Amy Horowitz, Ph.D., began studying the elderly three decades before members of the Baby Boom generation started to become senior citizens.
“When I began in the late 1970s, there was comparatively little research on the elderly, so you could really sink your teeth into the field,” said Horowitz, the Graduate School of Social Service’s (GSS) new Nicholas J. Lagenfeld, S.J., Chair in Social Research.
Since then, Horowitz has contributed a generous amount of research to the growing field of gerontology. She has acted as principal investigator on roughly $9 million in grant-funded studies on the sociological effects of aging, sensory loss and mental health.
It is no secret that aging can lead to myriad mental and physical impairments, from mobility issues to dementia. Horowitz’s research has largely focused on age-related macular degeneration, which leads to varying degrees of vision loss in the elderly. One of her earlier studies revealed that vision-impaired elders show rates of depression as high as people who are acutely medically ill.
“Losing vision engenders a much different reaction than other types of physical disabilities,” Horowitz said. “Because of the meanings that people attach to vision, the losing process becomes even more emotional.”
That 1998-2004 study, funded by the National Institutes of Health: National Eye Institute, followed approximately 500 vision-impaired elders to gauge what led to such depression.
“The two things that really distressed older adults about vision disability was, first, their inability to read—whether it was for pleasure or a menu or a hymnal at a religious service,” Horowitz said. “The second issue was not being able to drive.”
It is estimated by the National Transportation Safety Board that, within 15 years, 20 percent of licensed drivers in the United States will be 65 or older. That statistic, coupled with Horowitz’s earlier work, has inspired her latest study on the subject: “Driving Transitions and Mental Health in Disabled Elders.”
The study is examining how elders transition from drivers to ex-drivers, what factors contribute to depression after they have given up their car keys, and possible treatment options. Funded by the National Institute on Aging, the study has enlisted 360 older drivers (average age mid-70s) and approximately 200 of their family members and friends. It is a six-year study, with in-person interviews and one- and two-year follow-ups.
“The United States is a car society,” Horowitz said. “Driving has a great deal of emotional meaning, and the loss of driving isn’t just a pragmatic issue of ‘I can’t go from Point A to Point B.’ It’s also, ‘How do I get there when I want to get there, knowing that I can take care of myself?’ For some older adults, giving up a car is seen as the first step in a downward spiral of dependency.”
In fact, because older adults want to drive as long as possible, Horowitz said, they begin engaging in “self-regulatory” behaviors prior to losing their abilities.
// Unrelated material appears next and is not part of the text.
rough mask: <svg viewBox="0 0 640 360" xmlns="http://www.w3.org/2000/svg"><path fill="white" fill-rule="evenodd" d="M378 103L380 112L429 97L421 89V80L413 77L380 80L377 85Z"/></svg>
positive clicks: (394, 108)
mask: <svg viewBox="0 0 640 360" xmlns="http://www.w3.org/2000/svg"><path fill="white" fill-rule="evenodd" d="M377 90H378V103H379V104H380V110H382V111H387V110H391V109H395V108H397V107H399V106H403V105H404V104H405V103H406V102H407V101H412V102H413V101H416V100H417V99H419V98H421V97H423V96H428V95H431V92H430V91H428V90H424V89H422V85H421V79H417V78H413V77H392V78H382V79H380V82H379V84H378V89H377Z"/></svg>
They will, for example, stop driving at night, stay off the highways and limit driving to within a certain radius of their homes.
Study participants who can no longer drive often express depression and helplessness in palpable terms; one ex-driver describes feeling “as if I don’t belong to the world” while another “wish(es) life would end.”
The study also measures the opinions of vision-impaired elders and their family and/or friends on how well the elders can drive. Thus far, Horowitz said, the elders have rated their own driving as much better than their family and friends did. And the older the driver, the more divergent the opinions appear to be.
Eventually, data from the study should help build an empirical database that helps facilitate communication between elders and their family members on this very charged issue. It could also facilitate the design of timely interventions that address both public safety issues and the elders’ mental health, said Horowitz.
“We are beginning to see some findings showing it doesn’t matter to elders if an alternate transportation program is available,” Horowitz said. “Having such a program to transition into does not necessarily mediate the mental health consequences that occur for those who give up driving.”
As the Baby Boom generation ages, and as elder Americans continue to live longer, the need for geriatric research and geriatric practitioners will increase.
“It is still a struggle to get people across professions interested in working with older adults,” Horowitz said. “There is stereotyping, and most social work students enter the program wanting to work with children and families.
“But older adults can be a major societal resource to draw upon. They can volunteer, have second careers, and they can contribute much with their (life) expertise. We have to get used to thinking in that way,” she said.